The value is the result of collection the text "children" of the expression.
This is really the same as the string() function being applied to the resulting node set.
#35
Copying Nodes
Sometimes you might want to copy a node to the output.
xsl:copy will copy the matching node to the output.
It only applies to the current node and not its children or attributes.
Example:
<xsl:template match="credit-card"> <xsl:copy>XXXX-XXXX-XXXX-XXXX</xsl:copy> </xsl:template>
applied to:
<credit-card type='visa'>1234-1234-1234-1234</credit-card>
would create:
<credit-card>XXXX-XXXX-XXXX-XXXX</credit-card>
#36
Copying The Attributes
Since xsl:copy copies the current element and not the attributes, you need to tell it to copy the attributes.
This will copy any arbitrary attribute:
<xsl:template match="@*"> <xsl:copy/> </xsl:template>
So, we can fix the last example to get the attribute copied with the following templates:
<xsl:template match="credit-card"> <xsl:copy> <xsl:apply-templates select="@*"/> <xsl:text>XXXX-XXXX-XXXX-XXXX</xsl:text> </xsl:copy> </xsl:template> <xsl:template match="@*"> <xsl:copy/> </xsl:template>
#37
The Identity Transform
This all can be generalized into a compact identity transformation that copies all the nodes to output.

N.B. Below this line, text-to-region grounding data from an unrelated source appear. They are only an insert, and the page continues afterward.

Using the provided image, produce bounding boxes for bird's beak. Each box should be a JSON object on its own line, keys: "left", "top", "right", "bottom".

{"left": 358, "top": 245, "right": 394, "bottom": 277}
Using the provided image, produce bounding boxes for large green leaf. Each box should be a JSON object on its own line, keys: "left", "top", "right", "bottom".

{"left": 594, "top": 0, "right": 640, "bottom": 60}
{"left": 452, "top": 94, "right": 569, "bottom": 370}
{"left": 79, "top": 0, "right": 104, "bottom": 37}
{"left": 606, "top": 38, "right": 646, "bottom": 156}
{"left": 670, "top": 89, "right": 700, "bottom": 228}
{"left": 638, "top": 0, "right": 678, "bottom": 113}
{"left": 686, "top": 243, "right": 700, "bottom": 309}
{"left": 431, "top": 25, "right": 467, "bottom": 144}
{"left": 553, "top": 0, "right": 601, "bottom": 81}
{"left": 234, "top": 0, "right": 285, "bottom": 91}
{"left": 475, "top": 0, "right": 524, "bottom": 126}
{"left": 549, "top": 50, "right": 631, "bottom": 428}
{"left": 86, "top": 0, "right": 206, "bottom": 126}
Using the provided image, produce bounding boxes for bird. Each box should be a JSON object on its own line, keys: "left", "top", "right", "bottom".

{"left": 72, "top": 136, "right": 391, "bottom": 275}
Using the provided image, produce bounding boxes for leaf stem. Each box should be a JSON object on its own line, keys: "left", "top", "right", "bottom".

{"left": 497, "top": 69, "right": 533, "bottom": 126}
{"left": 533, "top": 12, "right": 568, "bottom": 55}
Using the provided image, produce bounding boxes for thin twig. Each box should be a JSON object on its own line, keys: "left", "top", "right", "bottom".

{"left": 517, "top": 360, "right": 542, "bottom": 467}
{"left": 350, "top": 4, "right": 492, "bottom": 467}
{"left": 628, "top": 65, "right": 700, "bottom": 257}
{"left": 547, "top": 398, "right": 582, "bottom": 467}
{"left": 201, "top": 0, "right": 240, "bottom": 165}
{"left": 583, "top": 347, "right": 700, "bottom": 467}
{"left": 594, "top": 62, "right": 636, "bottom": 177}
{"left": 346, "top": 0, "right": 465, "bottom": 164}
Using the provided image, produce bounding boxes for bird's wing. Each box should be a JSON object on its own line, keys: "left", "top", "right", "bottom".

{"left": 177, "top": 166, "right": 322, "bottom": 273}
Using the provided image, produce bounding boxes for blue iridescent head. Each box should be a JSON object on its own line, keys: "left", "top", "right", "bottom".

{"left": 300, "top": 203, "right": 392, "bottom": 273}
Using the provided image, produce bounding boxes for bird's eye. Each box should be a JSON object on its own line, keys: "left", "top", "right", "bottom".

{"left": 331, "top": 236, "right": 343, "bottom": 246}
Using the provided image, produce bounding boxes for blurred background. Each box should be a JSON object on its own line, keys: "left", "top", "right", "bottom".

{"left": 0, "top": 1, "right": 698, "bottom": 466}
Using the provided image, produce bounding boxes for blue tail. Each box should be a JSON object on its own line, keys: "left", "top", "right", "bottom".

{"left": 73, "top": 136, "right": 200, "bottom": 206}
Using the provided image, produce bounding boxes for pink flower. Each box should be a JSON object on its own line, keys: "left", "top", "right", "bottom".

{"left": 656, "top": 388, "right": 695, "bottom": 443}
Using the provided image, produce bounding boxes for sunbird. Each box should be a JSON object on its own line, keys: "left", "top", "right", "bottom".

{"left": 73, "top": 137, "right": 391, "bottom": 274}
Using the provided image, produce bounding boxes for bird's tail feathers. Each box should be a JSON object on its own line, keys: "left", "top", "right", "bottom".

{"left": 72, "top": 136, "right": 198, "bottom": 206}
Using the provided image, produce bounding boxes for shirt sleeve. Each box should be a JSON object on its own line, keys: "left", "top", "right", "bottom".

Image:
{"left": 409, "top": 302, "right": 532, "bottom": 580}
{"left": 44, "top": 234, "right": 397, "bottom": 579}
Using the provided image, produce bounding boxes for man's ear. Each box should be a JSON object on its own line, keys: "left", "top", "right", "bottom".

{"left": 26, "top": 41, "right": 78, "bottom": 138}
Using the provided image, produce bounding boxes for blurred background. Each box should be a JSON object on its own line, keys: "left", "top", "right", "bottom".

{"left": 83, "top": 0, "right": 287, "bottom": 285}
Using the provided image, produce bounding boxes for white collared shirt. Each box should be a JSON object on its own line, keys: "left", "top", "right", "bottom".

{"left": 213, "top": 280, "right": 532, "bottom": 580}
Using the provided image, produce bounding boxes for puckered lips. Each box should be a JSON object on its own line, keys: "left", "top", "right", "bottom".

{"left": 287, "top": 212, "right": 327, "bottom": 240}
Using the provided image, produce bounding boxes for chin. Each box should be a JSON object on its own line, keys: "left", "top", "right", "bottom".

You can specify the identity transformation with xsl:copy:
<xsl:template match="@*|node()"> <xsl:copy> <xsl:apply-templates select="@*|node()"/> </xsl:copy> </xsl:template>
Keep in mind that other match patterns will have higher priority by default.
#38
Making Small Changes with xsl:copy
You can change substructure with identity and a few templates:
This changes the 'href' attribute to 'uri-ref' and changes the 'a' element to 'link'.
<xsl:template match="@href"> <xsl:attribute name="uri-ref"><xsl:value-of select='.'/></xsl:attribute> </xsl:template> <xsl:template match="a"> <link> <xsl:apply-templates select="@*|node()"/> </link> </xsl:template> <xsl:template match="@*|node()"> <xsl:copy> <xsl:apply-templates select="@*|node()"/> </xsl:copy> </xsl:template>
You can try this out yourself: small-changes.xsl (input) (output)
#39
xsl:copy-of
You can also just copy wholes and their structure to the output.
xsl:copy-of has a syntax like xsl:value-of:
<xsl:copy-of select="p"/>
All attributes, children, etc. are copied to the output.
xsl:copy and xsl:copy-of have very different uses.
xsl:copy is often used when you might want to convert a few elements and copy the rest.